In the following commentary, I will draw from the article “Border-crossings: Connecting with the Colonized Mother in Maria Campbell's life-writings” by Maureen Slattery. The article was published in Canadian Woman Studies, in the Summer-Fall 1998 issue.
Slattery discusses “Borderland thinking”; this concept emerges within ethnic studies, as a way to discuss and describe “hybridized identities” (Slattery, par 1). Can you recall our discussions of “hybridized identities” concerning other authors this term? I've also used the term “syncretized.” Envision the overlay of one culture on top of another, or the intertwining of two cultures. How does “power” figure into these combinations?
Slattery takes on the question of power relationships across or between “borders.” Slattery writes, “The space of border crossings is never level. It is almost always a space of unequal power” (par 2). How does a person cross borders, of culture, of identity, of self-identification? Why are borders zones of unequal power? Can you think of literal and figurative examples?
Cambpell spends plenty of time describing distinctions between her grandmother and mother.
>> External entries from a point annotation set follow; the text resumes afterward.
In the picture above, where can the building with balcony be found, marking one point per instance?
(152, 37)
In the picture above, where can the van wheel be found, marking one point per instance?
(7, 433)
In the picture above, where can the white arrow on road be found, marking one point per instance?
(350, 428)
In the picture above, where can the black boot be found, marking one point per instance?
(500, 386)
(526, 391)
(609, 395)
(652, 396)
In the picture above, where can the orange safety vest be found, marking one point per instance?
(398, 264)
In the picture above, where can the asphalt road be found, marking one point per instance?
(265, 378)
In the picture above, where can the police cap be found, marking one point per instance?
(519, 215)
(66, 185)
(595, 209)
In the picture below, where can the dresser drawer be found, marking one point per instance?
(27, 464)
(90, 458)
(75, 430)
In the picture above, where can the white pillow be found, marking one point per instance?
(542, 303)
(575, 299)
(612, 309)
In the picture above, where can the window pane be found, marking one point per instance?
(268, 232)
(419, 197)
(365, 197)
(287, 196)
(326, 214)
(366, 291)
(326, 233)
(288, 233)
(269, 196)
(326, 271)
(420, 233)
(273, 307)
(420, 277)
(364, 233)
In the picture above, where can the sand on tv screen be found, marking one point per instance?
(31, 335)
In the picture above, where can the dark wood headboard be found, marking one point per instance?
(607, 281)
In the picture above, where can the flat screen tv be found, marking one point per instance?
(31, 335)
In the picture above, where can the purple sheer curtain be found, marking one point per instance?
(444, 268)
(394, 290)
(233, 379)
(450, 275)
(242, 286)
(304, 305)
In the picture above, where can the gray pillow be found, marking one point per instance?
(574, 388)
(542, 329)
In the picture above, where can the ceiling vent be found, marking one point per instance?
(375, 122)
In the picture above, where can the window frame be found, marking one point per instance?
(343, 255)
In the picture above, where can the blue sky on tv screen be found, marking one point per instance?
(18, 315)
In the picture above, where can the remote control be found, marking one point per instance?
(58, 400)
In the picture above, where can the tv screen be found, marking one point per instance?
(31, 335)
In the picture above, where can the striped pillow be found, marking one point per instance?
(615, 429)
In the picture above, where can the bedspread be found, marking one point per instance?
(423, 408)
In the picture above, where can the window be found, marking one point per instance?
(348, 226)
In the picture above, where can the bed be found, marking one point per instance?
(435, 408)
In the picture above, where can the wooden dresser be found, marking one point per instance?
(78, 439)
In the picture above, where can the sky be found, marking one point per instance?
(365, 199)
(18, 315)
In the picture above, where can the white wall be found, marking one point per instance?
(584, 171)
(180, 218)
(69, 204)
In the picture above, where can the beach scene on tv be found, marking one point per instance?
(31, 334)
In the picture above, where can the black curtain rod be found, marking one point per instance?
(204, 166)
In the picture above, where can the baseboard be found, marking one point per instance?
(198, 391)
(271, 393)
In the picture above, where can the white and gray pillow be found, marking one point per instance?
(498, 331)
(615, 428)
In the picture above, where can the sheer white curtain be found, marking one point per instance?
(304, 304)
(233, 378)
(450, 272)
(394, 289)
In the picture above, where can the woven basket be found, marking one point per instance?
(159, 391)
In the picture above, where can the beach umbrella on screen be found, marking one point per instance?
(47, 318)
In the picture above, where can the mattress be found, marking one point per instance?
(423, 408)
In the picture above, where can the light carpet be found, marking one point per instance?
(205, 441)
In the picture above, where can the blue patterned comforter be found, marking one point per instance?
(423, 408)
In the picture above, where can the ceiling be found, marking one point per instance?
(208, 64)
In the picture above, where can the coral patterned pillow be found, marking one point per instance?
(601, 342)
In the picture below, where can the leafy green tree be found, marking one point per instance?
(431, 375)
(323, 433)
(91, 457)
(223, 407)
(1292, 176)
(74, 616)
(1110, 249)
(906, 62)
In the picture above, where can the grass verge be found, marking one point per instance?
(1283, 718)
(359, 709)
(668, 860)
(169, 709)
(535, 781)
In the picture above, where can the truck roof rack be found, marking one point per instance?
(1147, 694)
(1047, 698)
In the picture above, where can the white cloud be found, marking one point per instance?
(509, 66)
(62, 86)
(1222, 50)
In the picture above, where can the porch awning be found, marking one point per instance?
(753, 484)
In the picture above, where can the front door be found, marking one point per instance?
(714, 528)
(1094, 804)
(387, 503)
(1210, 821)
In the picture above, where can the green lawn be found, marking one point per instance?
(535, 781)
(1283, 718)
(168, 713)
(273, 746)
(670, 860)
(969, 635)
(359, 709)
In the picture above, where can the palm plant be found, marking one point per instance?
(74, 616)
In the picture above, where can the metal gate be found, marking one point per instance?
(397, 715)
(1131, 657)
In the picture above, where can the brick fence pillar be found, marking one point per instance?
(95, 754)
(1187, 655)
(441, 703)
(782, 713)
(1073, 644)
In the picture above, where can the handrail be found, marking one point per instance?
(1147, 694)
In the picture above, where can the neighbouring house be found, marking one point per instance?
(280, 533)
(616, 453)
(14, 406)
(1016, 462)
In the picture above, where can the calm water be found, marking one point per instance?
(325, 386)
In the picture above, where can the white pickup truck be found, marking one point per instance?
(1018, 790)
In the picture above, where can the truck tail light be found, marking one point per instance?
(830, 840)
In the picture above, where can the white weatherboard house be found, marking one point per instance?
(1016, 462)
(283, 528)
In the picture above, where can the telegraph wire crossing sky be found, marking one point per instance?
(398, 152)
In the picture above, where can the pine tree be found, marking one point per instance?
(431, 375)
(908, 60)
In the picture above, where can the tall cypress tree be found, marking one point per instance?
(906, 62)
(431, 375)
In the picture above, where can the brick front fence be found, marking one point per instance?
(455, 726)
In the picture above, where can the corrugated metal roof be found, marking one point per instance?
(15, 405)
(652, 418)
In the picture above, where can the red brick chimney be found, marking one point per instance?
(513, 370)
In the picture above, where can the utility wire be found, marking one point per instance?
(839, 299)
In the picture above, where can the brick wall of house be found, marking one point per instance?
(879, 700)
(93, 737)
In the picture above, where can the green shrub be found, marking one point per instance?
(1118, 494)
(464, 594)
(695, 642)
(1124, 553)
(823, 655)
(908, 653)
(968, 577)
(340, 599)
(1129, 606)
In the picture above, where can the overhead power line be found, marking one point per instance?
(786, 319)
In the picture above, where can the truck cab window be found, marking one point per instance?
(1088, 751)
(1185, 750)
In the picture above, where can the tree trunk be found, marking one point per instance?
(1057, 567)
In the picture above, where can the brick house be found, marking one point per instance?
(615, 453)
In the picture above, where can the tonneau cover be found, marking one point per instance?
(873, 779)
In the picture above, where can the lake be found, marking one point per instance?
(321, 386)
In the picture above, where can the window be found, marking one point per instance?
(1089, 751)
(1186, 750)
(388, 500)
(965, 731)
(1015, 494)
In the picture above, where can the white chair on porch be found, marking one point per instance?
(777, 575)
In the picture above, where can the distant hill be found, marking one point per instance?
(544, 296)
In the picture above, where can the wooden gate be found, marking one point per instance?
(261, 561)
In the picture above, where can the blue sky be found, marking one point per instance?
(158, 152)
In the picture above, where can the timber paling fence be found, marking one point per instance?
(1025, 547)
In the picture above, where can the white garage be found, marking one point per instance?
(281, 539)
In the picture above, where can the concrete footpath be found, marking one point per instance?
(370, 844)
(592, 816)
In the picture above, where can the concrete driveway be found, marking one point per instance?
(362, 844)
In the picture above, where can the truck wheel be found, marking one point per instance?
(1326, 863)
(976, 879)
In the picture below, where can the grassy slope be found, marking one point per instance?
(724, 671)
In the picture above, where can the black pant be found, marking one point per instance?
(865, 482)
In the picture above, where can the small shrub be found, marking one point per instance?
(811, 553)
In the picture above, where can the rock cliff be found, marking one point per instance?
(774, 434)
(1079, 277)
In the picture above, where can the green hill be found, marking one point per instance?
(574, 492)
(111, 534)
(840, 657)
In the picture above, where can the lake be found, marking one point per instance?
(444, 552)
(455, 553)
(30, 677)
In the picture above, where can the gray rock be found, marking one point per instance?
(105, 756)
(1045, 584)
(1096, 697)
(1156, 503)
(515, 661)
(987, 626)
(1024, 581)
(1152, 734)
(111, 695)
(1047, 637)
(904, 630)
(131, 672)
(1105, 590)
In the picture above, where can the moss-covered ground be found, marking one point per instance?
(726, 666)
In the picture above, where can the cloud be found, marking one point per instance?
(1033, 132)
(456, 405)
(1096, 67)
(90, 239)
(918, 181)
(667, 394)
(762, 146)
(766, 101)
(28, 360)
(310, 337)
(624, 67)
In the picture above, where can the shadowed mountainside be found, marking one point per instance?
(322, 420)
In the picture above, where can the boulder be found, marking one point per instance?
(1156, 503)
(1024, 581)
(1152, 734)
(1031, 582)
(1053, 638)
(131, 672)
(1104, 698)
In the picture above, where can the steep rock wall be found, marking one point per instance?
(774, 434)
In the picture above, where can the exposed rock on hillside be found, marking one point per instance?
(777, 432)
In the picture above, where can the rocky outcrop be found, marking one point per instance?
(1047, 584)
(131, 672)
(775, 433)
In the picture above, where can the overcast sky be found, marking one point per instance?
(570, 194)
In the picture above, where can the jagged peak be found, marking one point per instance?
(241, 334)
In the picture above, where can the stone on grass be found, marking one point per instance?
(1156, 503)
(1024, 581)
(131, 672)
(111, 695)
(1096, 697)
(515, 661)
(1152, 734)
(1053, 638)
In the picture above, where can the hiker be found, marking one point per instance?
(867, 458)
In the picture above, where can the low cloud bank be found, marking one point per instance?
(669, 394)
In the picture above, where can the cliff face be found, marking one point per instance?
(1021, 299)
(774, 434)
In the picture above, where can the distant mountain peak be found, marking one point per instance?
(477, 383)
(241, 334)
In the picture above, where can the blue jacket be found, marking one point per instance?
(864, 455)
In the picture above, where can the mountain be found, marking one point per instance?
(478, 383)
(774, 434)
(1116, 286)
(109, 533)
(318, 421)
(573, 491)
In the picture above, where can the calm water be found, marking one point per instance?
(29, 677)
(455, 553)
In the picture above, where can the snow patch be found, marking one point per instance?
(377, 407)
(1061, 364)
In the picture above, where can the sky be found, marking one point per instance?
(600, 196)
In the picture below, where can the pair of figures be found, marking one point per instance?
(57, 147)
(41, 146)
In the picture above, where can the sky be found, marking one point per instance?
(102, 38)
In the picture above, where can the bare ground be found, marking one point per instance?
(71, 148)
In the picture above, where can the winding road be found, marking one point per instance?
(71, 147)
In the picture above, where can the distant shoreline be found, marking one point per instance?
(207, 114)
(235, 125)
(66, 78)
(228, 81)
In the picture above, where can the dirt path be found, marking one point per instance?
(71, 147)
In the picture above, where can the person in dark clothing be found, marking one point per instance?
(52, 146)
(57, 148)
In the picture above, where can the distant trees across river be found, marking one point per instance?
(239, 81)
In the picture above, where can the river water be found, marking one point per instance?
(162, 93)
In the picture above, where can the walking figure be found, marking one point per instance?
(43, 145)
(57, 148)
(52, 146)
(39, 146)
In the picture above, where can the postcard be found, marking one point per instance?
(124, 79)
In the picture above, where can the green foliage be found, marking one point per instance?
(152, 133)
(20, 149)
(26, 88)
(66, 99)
Describe each. Based on the descriptions you've constructed, what do you see as Campbell's commentary on the challenges of Metis identity?
Slattery states, citing Sherry B. Ortner, “whatever else borderlands politics are, they are always also about 'culture.' Culture in the borderlands is both the grounds of negotiation and its object: it sets the terms of the encounters, but it is also what is at stake” (par 6). What do you make of this? What is culture? This is a HUGE question, but from your experience, what is it? Is it fluid or flexible? Is it negotiable?
What do you learn of Native/Metis strife from the Campbell passages you read? What attitudes did each group hold towards the other? How does Campbell feel --- or how did she feel as a young person – about these divisions? How do you compare the Native/Metis cultural challenges to those that emerge in the United States, between “mixed-blood” and full-blood Native people?
Slattery argues, “For Campbell, self-hatred is the inner source of colonization (par 15). What do you gather Slattery means by “colonization”? We haven't considered colonization and its literary shadow explicitly this semester, at length. How does the specter of colonization itself “occupy” Campell's work? Can you think of any other texts from this terms “marked” by the discourse of colonization”
I mentioned in class Gloria Anzaldua’s foundational text Borderlands: La Frontera. This book was writer as a hybrid text, seeking to overtly interrogate false divisions based on language, gender, culture, race. The book was written simultaneously in English and Spanish, with words of both languages often on the same page. How does the idea of “simultanaeity” occupy Campbell’s writing, in any sense?